A newly developed vaccine by the same team behind the Oxford coronavirus jab has shown great promises in the fight against Malaria.
The vaccine has been found to be 77 per cent effective in providing protection against the mosquito-borne disease, in what is a major scientific breakthrough for the world.
The new vaccine broke the World Health Organization’s 75 percent efficacy goal, thus raising renewed hope in eradicating malaria especially in worst-hit places like Africa.
First launched in Burkina Faso in May 2019 with 450 children, aged 5 to 17 months, the findings came after 12 months of the ongoing phase two of the trial.
Prof Adrian Hill, director of the Jenner Institute, where the Oxford/AstraZeneca Covid vaccine was invented, said he believed the vaccine had the potential to cut the death toll dramatically. “What we’re hoping to do is take that 400,000 down to tens of thousands in the next five years, which would be absolutely fantastic.”

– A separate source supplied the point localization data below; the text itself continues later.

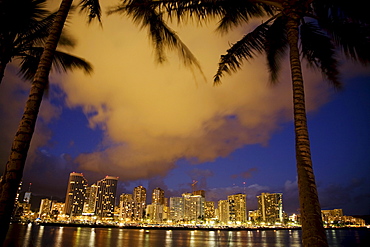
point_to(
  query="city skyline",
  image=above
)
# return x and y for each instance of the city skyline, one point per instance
(97, 203)
(145, 196)
(164, 126)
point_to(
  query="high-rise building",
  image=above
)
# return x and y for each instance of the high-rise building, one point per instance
(127, 207)
(158, 196)
(223, 211)
(270, 207)
(90, 199)
(154, 212)
(199, 193)
(139, 194)
(176, 209)
(106, 196)
(193, 207)
(75, 196)
(45, 207)
(209, 210)
(237, 208)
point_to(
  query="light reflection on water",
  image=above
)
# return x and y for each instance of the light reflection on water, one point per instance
(33, 235)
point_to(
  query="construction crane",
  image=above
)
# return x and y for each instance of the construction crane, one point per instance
(193, 185)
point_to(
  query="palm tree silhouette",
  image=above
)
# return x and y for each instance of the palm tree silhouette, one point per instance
(15, 164)
(311, 29)
(25, 34)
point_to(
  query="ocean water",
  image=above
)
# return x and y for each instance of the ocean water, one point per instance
(55, 236)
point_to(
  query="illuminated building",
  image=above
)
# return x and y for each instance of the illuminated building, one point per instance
(158, 196)
(57, 208)
(176, 209)
(27, 197)
(209, 210)
(76, 192)
(223, 211)
(154, 212)
(127, 205)
(201, 193)
(270, 207)
(45, 207)
(193, 207)
(106, 196)
(139, 194)
(237, 208)
(90, 199)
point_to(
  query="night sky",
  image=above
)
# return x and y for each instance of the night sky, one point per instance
(167, 125)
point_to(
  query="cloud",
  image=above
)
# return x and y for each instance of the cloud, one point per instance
(246, 174)
(153, 115)
(13, 95)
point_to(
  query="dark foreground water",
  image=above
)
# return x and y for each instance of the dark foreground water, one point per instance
(53, 236)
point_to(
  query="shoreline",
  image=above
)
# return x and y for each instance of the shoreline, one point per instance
(146, 227)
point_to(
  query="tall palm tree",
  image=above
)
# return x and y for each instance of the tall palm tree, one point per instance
(15, 165)
(162, 37)
(25, 35)
(311, 29)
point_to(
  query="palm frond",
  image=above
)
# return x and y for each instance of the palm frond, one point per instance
(276, 46)
(92, 7)
(145, 14)
(35, 32)
(244, 49)
(319, 51)
(342, 10)
(236, 12)
(62, 62)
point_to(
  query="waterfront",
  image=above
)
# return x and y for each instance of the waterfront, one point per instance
(56, 236)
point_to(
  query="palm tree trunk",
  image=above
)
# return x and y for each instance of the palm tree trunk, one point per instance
(2, 71)
(15, 165)
(313, 232)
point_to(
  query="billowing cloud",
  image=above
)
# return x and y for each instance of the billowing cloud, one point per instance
(13, 96)
(153, 115)
(246, 174)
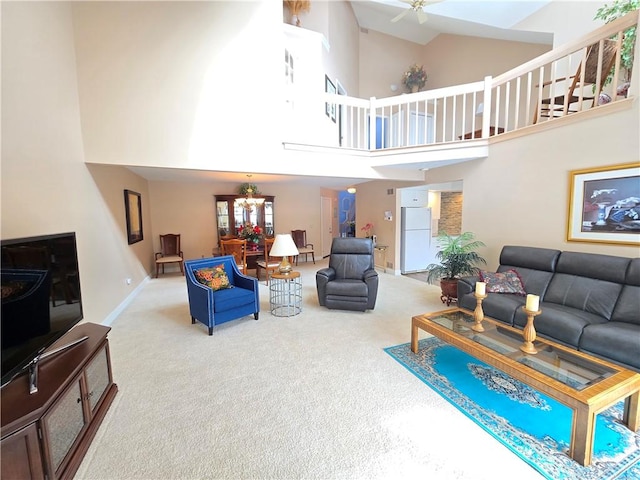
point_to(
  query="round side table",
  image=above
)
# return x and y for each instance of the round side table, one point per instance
(285, 294)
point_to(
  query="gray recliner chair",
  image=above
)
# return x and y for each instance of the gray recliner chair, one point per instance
(350, 282)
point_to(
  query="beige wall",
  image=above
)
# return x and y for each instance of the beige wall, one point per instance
(455, 59)
(160, 82)
(448, 60)
(46, 186)
(48, 134)
(520, 193)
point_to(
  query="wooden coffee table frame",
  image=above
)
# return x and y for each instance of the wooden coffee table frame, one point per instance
(585, 403)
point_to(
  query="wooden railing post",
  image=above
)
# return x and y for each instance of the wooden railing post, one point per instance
(486, 113)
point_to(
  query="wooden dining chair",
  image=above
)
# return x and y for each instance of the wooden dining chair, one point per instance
(304, 248)
(238, 248)
(268, 264)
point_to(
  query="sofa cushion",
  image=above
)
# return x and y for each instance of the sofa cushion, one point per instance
(627, 307)
(613, 340)
(543, 259)
(501, 307)
(347, 288)
(633, 273)
(591, 295)
(503, 282)
(561, 323)
(213, 277)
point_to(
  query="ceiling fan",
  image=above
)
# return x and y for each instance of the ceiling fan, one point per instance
(416, 6)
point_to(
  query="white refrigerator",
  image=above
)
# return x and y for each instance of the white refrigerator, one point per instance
(415, 239)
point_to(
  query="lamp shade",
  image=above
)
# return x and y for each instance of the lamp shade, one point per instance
(283, 246)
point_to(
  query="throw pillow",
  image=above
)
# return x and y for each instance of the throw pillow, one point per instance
(505, 282)
(213, 277)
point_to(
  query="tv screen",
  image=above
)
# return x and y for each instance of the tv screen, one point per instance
(41, 298)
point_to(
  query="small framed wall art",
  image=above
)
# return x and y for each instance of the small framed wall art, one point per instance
(133, 210)
(604, 205)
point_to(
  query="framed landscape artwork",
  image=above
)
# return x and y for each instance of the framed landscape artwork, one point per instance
(133, 210)
(604, 205)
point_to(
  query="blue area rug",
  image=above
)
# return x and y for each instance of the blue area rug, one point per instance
(534, 426)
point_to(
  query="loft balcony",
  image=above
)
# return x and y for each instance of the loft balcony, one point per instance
(427, 129)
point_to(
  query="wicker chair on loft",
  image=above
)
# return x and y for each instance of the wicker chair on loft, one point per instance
(304, 248)
(593, 77)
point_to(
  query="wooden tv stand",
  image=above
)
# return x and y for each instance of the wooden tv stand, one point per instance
(46, 434)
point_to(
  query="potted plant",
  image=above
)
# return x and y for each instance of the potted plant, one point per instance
(609, 13)
(458, 257)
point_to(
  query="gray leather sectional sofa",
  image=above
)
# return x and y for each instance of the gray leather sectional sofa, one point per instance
(590, 302)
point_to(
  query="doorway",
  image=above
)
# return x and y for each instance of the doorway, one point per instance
(326, 225)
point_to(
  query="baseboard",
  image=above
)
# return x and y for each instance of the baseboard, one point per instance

Other interventions, such as impregnated bednets and malarial drugs, have reduced the death toll from a million a year, he said, and those must continue. But, if the vaccine could cut deaths to the tens of thousands, they might be able to look towards “a greater goal – eventually eradicating malaria”.

Hill said the institute might apply for emergency approval for the malaria vaccine just as it did for the Covid jab. “I’m making the argument as forcefully as I can, that because malaria kills a lot more people than Covid in Africa, you should think about emergency-use authorisation for a malaria vaccine for use in Africa. And that’s never been done before.”
The institute would probably ask the regulatory bodies in Europe or the UK for a scientific opinion on the vaccine and then apply to the World Health Organization for approval for use in Africa. “They did Covid in months – why shouldn’t they do malaria in a similar length of time as the health problem is an even greater scale in Africa?” Hill said.
According to the researchers, the vaccine will be manufactured at large scale and low-cost.